The rise and fall of organized crime in the United States is a very interesting lens with which to view the evolution, or degradation, of the U.S. economy. Organized crime thrived in bustling immigrant communities, where these new Americans would be able to open family businesses, which the mafia could then extort through protection rackets. Now, all over the country, family-owned storefronts are disappearing. The most unsympathetic victims of this economic trend are the mafia, because it’s much harder to shake down a Starbucks than a family-owned coffee shop. I use this example because that actually happens in the show.
“How do you think corporate would feel if, for the sake of argument, someone threw a brick through your window?” mafia member Bert Gervasi asked.
“They’ve got like 10,000 stores in North America, I don’t think they’d feel anything,” the coffee shop manager said.

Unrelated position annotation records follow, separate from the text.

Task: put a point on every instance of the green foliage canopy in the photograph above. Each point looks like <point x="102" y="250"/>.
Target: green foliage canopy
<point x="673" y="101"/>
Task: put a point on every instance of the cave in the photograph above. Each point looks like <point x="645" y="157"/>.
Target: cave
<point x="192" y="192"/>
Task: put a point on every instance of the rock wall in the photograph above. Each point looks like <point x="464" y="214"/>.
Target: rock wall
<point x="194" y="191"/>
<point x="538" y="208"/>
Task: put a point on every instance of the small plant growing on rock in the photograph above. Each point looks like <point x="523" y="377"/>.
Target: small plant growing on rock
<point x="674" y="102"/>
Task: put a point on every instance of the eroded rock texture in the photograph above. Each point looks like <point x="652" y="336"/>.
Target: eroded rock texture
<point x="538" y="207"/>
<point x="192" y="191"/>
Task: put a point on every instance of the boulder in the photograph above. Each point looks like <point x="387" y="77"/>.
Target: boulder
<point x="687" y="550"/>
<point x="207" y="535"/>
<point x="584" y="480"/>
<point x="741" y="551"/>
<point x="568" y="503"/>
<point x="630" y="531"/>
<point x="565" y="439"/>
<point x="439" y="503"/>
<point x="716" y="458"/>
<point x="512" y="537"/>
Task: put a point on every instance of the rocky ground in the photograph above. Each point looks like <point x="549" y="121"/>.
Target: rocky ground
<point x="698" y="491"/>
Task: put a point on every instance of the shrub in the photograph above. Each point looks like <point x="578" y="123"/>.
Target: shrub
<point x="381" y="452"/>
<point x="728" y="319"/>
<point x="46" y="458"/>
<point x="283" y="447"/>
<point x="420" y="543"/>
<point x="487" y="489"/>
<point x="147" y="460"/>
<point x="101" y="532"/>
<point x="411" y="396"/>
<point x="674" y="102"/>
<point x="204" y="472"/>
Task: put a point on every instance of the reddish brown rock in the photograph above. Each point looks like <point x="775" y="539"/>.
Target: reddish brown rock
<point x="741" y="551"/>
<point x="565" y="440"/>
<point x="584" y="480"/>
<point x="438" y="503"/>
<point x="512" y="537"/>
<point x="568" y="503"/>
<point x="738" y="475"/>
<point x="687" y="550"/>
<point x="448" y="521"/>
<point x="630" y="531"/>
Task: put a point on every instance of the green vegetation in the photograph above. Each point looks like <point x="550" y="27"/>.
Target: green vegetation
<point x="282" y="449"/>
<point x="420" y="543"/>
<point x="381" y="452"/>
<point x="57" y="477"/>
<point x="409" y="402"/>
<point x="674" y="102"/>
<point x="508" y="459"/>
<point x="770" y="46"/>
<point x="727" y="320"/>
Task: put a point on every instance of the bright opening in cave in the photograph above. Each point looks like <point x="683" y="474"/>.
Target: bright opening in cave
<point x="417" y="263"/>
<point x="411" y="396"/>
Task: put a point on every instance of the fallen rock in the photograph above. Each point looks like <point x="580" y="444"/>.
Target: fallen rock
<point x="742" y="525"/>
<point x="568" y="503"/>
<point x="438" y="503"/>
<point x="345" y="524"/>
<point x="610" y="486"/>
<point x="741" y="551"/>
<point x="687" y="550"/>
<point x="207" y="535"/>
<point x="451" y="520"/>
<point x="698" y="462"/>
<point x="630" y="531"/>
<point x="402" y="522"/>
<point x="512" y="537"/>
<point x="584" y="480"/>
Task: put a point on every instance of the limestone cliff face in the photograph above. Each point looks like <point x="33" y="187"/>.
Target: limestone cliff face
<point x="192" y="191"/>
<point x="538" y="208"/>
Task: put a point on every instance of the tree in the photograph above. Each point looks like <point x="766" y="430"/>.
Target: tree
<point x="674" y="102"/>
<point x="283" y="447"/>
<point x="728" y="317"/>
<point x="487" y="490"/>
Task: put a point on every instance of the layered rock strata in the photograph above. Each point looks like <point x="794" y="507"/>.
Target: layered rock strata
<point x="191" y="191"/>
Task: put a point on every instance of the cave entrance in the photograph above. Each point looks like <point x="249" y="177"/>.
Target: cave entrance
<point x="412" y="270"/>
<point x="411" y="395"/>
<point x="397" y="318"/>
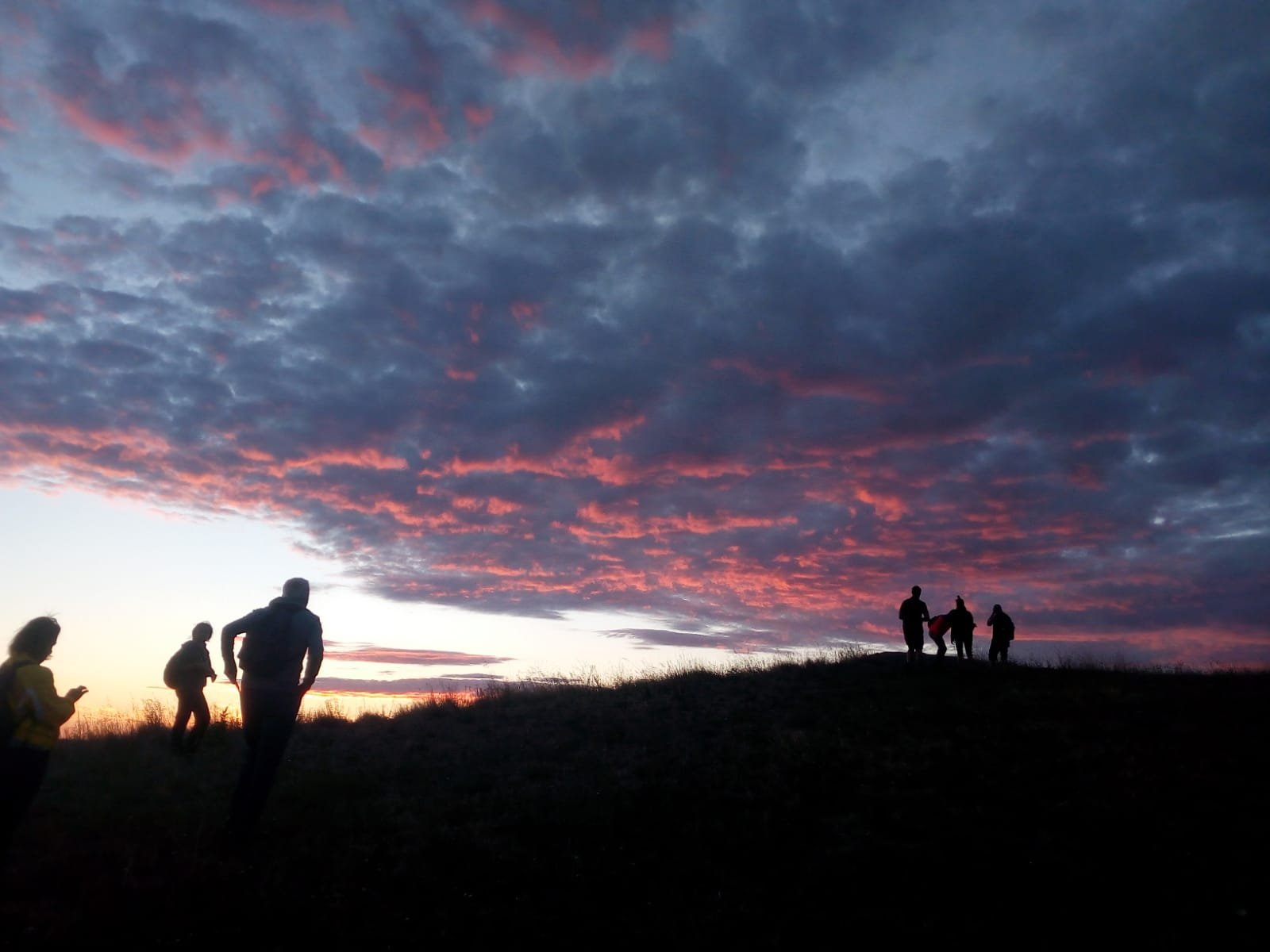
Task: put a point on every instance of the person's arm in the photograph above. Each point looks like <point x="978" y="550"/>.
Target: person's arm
<point x="314" y="651"/>
<point x="228" y="634"/>
<point x="41" y="698"/>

When they walk out of the Starbucks stand-in store empty-handed, mafia member Patsy Parisi laments the death of small business.
“It’s over for the little guy,” Parisi says.
The show is quite grim, but it also has a great sense of humor, which makes the whole thing more palatable.
The show is quite cynical, so if you’re looking to induce feelings of hope and optimism, it probably isn’t the show to throw on. However, if you ever feel you are in the right place for it, it is a show that, more than any other, perfectly captures a feeling that I think is often felt but rarely expressed.
To sum it up, I’ll use the words of television critic Felix Biederman, who I think articulates it flawlessly.
“The Sopranos is a show about decline. Decline not as a romantic, singular, aesthetically breathtaking act of destruction, but as a slow, funny, sad, and limp slide down a hill,” Biederman said. “You don’t flee a burning Rome with your beloved in your arms, barely escaping a murderous horde of barbarians. You sit down for 18 hours a day, and enjoy fewer things than you used to.”
That is The Sopranos. Man, I really didn’t set out to be this depressing, that’s on me.